Re: [PATCH 2/3] KVM: x86: Add support for VMware guest specific hypercalls

Sean Christopherson <seanjc@xxxxxxxxxx> · Wed, 13 Nov 2024 16:04:19 +0000

On Wed, Nov 13, 2024, Paolo Bonzini wrote:
> Il mar 12 nov 2024, 21:44 Doug Covelli <doug.covelli@xxxxxxxxxxxx> ha
> scritto:
> 
> > > Split irqchip should be the best tradeoff. Without it, moves from cr8
> > > stay in the kernel, but moves to cr8 always go to userspace with a
> > > KVM_EXIT_SET_TPR exit. You also won't be able to use Intel
> > > flexpriority (in-processor accelerated TPR) because KVM does not know
> > > which bits are set in IRR. So it will be *really* every move to cr8
> > > that goes to userspace.
> >
> > Sorry to hijack this thread but is there a technical reason not to allow
> > CR8 based accesses to the TPR (not MMIO accesses) when the in-kernel local
> > APIC is not in use?
> 
> No worries, you're not hijacking :) The only reason is that it would be
> more code for a seldom used feature and anyway with worse performance. (To
> be clear, CR8 based accesses are allowed, but stores cause an exit in order
> to check the new TPR against IRR. That's because KVM's API does not have an
> equivalent of the TPR threshold as you point out below).
> 
> > Also I could not find these documented anywhere but with MSFT's APIC our
> > monitor relies on extensions for trapping certain events such as INIT/SIPI
> > plus LINT0 and SVR writes:
> >
> > UINT64 X64ApicInitSipiExitTrap    : 1; //
> > WHvRunVpExitReasonX64ApicInitSipiTrap
> > UINT64 X64ApicWriteLint0ExitTrap  : 1; //
> > WHvRunVpExitReasonX64ApicWriteTrap
> > UINT64 X64ApicWriteLint1ExitTrap  : 1; //
> > WHvRunVpExitReasonX64ApicWriteTrap
> > UINT64 X64ApicWriteSvrExitTrap    : 1; //
> > WHvRunVpExitReasonX64ApicWriteTrap
> >
> 
> There's no need for this in KVM's in-kernel APIC model. INIT and SIPI are
> handled in the hypervisor and you can get the current state of APs via
> KVM_GET_MPSTATE. LINT0 and LINT1 are injected with KVM_INTERRUPT and
> KVM_NMI respectively, and they obey IF/PPR and NMI blocking respectively,
> plus the interrupt shadow; so there's no need for userspace to know when
> LINT0/LINT1 themselves change. The spurious interrupt vector register is
> also handled completely in kernel.
> 
> > I did not see any similar functionality for KVM.  Does anything like that
> > exist?  In any case we would be happy to add support for handling CR8
> > accesses w/o exiting w/o the in-kernel APIC along with some sort of a way
> > to configure the TPR threshold if folks are not opposed to that.
> 
> As far I know everybody who's using KVM (whether proprietary or open
> source) has had no need for that, so I don't think it's a good idea to make
> the API more complex. 

+1

> Performance of Windows guests is going to be bad anyway with userspace APIC.
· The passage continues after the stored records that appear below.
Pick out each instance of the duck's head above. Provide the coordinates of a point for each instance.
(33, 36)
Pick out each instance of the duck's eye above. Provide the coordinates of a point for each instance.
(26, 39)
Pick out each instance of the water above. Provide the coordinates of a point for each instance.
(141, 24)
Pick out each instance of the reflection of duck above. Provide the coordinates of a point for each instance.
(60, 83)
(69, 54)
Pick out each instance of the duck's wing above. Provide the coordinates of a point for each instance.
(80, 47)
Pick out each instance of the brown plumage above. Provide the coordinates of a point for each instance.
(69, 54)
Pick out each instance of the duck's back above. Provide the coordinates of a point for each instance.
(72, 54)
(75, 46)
Heh, on modern hardware, performance of any guest is going to suck with a userspace
APIC, compared to what is possible with an in-kernel APIC.
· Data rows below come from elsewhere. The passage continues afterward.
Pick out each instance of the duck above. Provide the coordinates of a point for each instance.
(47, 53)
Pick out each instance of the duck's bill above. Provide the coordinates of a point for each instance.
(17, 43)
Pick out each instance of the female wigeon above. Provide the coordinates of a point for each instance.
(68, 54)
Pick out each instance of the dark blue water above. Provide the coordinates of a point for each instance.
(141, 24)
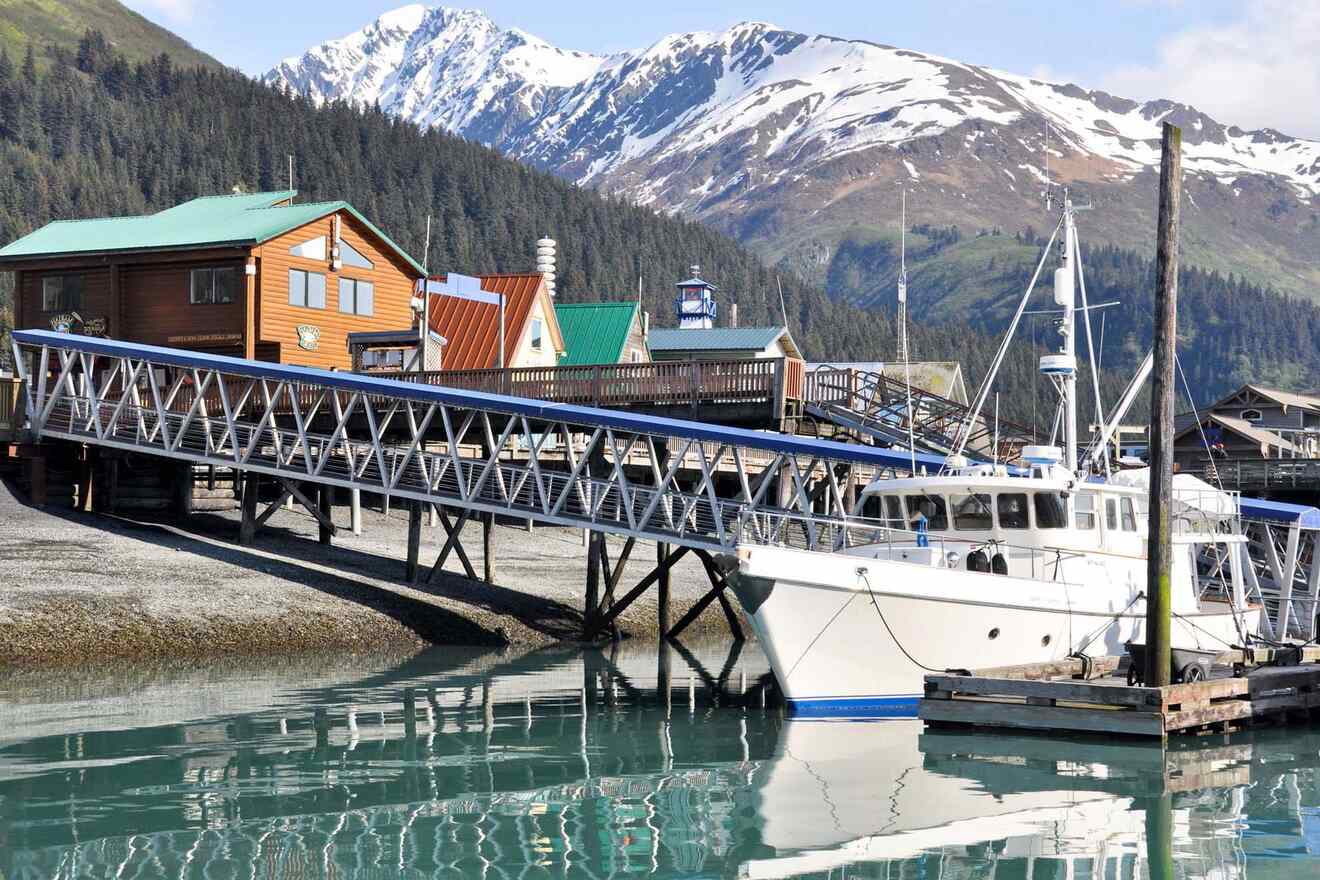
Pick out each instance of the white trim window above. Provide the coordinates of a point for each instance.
(213, 285)
(357, 297)
(306, 289)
More importantly, I really, really don't want to encourage non-trivial usage of
a local APIC in userspace.  KVM's support for a userspace local APIC is very
poorly tested these days.   I have zero desire to spend any amount of time reviewing
and fixing issues that are unique to emulating the local APIC in userspace.  And
long term, I would love to force an in-kernel local APIC, though I don't know if
that's entirely feasible.